En algún momento, alguien ha pensado que sería una oportunidad interesante quitar los bozales de los más radicales de nuestro haber político. Reconozcamos que nuevamente, y cada día con mayor intensidad, se reafirman posiciones desde el insulto superlativo para dejar en la coletilla demasiadas mentiras y oscuras manipulaciones. Digo oscuras porque cualquier intento de retorcer hechos o discursos asienta la ignorancia en las imprescindibles certezas que saben de verdad.

Desde bien empezado el día, los que saben de la opinión pública y los representantes de quienes trabajan por esta democracia, facilitan en demasía el titular diario con la repetición de argumentarios excesivamente acostados a la orilla que más conviene, a costa de la agenda social que nos preocupa a todos.
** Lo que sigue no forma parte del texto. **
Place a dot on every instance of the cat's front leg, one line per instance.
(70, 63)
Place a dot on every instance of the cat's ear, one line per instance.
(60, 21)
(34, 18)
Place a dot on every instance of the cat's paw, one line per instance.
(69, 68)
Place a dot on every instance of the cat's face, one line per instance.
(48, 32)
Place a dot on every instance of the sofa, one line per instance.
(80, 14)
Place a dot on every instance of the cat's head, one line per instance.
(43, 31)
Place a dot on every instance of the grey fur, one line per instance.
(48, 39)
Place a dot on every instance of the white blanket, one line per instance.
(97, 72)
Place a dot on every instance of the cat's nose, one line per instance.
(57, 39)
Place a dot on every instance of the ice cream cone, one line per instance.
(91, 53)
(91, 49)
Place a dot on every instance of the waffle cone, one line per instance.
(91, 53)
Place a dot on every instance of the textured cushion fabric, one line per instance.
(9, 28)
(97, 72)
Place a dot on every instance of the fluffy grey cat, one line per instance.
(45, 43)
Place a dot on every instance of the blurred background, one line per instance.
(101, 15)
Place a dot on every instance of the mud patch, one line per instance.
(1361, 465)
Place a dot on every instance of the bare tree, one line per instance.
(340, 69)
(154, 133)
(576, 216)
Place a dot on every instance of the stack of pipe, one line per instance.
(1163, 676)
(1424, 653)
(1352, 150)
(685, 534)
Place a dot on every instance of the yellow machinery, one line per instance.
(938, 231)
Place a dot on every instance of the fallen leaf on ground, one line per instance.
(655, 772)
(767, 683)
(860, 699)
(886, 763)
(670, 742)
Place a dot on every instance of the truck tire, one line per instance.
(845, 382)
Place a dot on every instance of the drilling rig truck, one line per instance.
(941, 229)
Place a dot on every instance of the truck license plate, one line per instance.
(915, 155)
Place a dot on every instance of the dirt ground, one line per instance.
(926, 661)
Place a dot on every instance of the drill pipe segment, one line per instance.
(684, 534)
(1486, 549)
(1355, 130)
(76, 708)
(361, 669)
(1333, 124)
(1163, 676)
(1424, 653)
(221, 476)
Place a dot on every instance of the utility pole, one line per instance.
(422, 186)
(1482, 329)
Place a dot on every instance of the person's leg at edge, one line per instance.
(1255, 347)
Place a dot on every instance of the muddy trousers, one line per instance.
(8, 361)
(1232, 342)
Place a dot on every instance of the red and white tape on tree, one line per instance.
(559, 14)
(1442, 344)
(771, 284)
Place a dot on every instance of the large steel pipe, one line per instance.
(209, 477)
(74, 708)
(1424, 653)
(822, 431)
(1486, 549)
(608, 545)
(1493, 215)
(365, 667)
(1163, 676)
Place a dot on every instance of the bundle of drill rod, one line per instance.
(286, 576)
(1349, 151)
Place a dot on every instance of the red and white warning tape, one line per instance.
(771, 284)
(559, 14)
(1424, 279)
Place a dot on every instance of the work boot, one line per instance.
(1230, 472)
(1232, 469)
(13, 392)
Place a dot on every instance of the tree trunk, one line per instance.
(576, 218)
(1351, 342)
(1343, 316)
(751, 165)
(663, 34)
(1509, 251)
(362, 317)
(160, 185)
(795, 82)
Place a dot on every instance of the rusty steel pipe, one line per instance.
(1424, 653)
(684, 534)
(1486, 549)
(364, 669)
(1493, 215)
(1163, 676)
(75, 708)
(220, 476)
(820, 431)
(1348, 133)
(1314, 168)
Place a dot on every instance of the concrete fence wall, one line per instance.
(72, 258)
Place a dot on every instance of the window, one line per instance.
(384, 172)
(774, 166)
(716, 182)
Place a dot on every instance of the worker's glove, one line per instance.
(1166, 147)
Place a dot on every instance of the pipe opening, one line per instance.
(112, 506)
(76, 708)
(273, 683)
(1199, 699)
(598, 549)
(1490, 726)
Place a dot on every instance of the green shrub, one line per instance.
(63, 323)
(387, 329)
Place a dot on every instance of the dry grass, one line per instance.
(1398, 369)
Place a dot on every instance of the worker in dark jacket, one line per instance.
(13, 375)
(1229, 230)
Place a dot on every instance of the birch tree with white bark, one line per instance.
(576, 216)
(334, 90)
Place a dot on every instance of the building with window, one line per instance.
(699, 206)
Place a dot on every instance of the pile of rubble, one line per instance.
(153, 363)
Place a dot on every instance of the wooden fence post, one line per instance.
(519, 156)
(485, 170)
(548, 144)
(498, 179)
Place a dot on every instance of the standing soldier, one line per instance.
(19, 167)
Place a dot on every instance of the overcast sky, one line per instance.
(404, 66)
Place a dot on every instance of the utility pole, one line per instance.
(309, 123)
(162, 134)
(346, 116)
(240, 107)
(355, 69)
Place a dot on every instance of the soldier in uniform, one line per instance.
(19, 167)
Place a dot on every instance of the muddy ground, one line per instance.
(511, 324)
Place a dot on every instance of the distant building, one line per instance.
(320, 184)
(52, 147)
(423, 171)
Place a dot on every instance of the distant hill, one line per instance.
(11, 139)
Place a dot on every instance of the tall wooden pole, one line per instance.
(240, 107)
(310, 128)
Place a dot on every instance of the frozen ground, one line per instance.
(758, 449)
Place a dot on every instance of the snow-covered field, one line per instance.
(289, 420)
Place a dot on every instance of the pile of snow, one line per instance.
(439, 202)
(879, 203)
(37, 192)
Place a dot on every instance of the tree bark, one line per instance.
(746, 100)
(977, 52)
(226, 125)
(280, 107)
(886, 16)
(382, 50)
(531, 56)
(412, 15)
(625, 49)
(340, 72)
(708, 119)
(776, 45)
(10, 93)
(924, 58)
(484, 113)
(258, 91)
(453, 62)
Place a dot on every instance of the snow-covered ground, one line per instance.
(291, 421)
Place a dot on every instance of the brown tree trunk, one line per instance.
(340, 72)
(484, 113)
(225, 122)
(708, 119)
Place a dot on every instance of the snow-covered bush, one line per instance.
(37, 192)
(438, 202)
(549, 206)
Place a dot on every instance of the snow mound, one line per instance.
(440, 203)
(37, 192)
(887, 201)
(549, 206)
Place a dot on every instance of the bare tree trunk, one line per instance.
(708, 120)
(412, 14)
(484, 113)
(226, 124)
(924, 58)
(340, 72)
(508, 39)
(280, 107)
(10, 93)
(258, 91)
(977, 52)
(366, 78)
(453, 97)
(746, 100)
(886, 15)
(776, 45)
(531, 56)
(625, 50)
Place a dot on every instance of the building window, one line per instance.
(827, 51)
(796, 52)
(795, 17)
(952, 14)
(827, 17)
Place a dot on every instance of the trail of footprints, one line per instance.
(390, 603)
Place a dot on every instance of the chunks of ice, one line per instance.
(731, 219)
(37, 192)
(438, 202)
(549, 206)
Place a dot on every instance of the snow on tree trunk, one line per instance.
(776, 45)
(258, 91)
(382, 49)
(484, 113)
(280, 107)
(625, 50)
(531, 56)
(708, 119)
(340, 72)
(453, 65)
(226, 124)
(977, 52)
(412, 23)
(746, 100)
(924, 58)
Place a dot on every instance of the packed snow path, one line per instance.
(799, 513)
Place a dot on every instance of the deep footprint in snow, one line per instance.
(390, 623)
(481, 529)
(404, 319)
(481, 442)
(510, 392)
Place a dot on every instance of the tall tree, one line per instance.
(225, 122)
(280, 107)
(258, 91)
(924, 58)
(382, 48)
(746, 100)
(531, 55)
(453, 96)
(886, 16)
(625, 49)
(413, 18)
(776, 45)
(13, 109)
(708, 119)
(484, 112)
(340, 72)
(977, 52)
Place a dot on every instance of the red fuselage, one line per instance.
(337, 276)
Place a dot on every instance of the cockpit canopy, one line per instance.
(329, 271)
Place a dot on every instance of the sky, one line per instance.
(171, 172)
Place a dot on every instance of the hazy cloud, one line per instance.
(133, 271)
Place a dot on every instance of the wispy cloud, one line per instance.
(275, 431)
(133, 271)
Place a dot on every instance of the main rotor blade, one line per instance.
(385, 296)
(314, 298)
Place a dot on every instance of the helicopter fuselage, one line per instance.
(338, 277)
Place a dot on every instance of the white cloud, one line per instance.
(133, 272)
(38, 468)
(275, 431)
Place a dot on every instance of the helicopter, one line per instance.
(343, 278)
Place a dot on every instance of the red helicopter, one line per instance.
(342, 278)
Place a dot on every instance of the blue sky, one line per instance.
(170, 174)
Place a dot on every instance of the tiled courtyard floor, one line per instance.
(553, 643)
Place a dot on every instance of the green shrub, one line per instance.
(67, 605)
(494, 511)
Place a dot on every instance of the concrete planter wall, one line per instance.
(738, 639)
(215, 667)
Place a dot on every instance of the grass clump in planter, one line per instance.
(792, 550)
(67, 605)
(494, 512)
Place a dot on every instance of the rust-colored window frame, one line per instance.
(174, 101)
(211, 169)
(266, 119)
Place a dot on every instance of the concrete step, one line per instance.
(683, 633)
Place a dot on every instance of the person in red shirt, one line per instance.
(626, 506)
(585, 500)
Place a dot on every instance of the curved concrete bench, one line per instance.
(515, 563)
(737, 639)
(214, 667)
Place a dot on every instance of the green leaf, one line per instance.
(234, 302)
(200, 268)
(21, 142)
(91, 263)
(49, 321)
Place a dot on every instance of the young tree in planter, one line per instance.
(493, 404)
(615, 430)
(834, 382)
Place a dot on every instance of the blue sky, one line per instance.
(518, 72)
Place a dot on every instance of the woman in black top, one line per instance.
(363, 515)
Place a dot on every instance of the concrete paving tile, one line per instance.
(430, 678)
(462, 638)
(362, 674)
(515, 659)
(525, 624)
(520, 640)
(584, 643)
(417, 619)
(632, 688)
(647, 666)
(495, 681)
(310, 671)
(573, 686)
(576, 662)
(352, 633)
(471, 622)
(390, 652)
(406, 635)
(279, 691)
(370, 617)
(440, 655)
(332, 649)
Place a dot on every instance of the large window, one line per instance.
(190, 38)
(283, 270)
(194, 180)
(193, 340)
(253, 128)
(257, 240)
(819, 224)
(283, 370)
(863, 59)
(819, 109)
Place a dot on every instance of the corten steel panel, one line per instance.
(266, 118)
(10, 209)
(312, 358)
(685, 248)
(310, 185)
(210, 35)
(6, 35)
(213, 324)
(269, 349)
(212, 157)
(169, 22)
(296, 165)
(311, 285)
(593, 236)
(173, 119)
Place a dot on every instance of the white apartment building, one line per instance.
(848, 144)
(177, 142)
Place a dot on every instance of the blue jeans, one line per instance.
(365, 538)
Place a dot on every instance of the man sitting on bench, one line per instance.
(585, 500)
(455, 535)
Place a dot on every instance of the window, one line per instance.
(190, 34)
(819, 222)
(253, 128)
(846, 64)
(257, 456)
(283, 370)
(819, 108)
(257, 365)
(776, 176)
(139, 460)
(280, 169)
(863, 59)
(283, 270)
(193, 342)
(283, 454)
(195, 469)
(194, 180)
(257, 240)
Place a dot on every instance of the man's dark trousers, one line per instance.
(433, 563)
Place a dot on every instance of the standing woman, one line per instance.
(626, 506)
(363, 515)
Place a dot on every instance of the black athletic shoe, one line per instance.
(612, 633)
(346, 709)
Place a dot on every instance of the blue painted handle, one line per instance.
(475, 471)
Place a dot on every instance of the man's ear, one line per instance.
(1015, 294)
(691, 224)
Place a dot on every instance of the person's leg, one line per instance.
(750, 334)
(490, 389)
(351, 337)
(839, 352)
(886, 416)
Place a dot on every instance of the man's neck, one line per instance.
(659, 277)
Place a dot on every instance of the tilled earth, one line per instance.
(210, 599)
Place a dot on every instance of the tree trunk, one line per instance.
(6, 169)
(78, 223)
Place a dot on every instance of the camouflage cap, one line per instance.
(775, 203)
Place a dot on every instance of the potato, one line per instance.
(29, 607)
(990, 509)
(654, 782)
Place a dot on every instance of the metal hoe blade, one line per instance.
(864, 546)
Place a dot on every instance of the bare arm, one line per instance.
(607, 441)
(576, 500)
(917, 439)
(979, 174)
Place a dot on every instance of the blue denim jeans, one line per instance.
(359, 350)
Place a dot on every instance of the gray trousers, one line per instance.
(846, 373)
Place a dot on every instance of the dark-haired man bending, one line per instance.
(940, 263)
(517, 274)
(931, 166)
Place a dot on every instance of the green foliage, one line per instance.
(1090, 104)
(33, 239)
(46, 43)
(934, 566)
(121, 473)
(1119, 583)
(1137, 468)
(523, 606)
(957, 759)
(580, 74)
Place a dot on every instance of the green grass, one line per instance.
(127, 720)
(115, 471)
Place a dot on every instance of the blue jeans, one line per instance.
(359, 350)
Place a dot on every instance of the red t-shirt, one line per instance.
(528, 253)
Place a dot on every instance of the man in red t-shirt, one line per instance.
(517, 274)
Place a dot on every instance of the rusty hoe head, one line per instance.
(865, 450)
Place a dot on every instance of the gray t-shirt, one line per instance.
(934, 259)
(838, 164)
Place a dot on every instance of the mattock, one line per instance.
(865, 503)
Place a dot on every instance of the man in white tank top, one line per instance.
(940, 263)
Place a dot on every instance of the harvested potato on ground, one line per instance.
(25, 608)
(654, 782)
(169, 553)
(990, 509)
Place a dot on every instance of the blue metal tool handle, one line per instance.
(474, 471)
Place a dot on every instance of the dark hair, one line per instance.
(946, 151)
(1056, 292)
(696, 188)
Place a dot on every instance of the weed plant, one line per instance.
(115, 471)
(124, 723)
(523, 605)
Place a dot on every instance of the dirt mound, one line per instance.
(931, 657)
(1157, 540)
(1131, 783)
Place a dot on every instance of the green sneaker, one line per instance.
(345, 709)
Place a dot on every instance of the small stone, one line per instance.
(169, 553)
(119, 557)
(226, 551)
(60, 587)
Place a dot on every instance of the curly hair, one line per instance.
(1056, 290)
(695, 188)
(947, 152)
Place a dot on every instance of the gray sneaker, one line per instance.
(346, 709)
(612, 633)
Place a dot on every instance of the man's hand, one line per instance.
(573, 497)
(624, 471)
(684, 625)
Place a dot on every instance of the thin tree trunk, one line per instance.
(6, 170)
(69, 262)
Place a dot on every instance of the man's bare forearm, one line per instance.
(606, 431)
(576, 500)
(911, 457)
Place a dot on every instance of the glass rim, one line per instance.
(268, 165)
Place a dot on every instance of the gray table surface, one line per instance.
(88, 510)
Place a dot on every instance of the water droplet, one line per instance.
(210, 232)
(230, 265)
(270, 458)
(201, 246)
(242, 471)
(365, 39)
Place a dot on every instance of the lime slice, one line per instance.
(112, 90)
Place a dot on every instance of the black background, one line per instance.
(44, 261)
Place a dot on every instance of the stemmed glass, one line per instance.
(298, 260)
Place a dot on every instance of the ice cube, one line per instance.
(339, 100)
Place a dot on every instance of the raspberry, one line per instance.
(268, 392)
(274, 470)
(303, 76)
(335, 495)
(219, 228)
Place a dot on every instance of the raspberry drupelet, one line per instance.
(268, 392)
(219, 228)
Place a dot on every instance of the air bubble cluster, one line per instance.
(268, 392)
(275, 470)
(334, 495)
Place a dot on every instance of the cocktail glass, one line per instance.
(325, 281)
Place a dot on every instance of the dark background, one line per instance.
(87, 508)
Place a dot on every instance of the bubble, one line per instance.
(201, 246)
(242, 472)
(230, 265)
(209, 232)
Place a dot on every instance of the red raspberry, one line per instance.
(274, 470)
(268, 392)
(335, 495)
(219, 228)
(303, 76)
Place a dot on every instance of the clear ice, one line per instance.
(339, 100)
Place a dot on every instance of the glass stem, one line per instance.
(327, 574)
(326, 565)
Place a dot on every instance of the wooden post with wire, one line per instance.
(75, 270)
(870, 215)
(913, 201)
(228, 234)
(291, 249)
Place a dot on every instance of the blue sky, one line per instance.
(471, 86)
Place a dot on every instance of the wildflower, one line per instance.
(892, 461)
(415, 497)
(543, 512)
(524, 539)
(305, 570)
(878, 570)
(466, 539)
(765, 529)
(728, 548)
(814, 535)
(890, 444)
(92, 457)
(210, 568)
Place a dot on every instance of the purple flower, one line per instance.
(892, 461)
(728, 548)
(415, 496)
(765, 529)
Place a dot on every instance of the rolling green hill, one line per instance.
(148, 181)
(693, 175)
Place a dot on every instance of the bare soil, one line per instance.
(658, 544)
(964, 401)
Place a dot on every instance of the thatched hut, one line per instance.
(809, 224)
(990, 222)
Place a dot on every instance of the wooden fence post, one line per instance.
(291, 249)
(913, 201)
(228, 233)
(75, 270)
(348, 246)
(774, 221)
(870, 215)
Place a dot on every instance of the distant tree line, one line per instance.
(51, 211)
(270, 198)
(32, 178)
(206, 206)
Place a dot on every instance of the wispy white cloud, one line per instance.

De esta forma, diariamente se nos hace más difícil aceptar lo que son los demás, con sus diferencias y contrariedades, con sus filias y antagonismos, con la verdad y la mentira.

Todo un despropósito que, al final, también emponzoñará ese aceptarse a uno mismo ante la falta de referencias equilibradas que añadan convicción ante los retos.

Además del sabido momento que vivimos a nivel mundial, nos falta ese recapacitar sobre nuestros propios pasos, esa necesaria convicción para trabajar en el bien común, y nos sobra esa antiutopía sobre el origen de todos nuestros males.

Demasiado barro para mantener el paso firme de lo que somos y de quienes nos acompañan. Demasiada obturación en el circuito democrático para reafirmar posiciones cuasi castrenses en este país nuestro que parece siempre absorto a lo más característico de su existencia, su propia diversidad. Con este descuento en el tiempo para los grandes logros, nos está quedando un país necesitado de tratarnos todos un poco mejor porque empezamos a estar demasiado rotos.

Y así poco podemos arreglar, a no ser que el último que se atreva, apague la luz para descubrir que cada día sale el sol.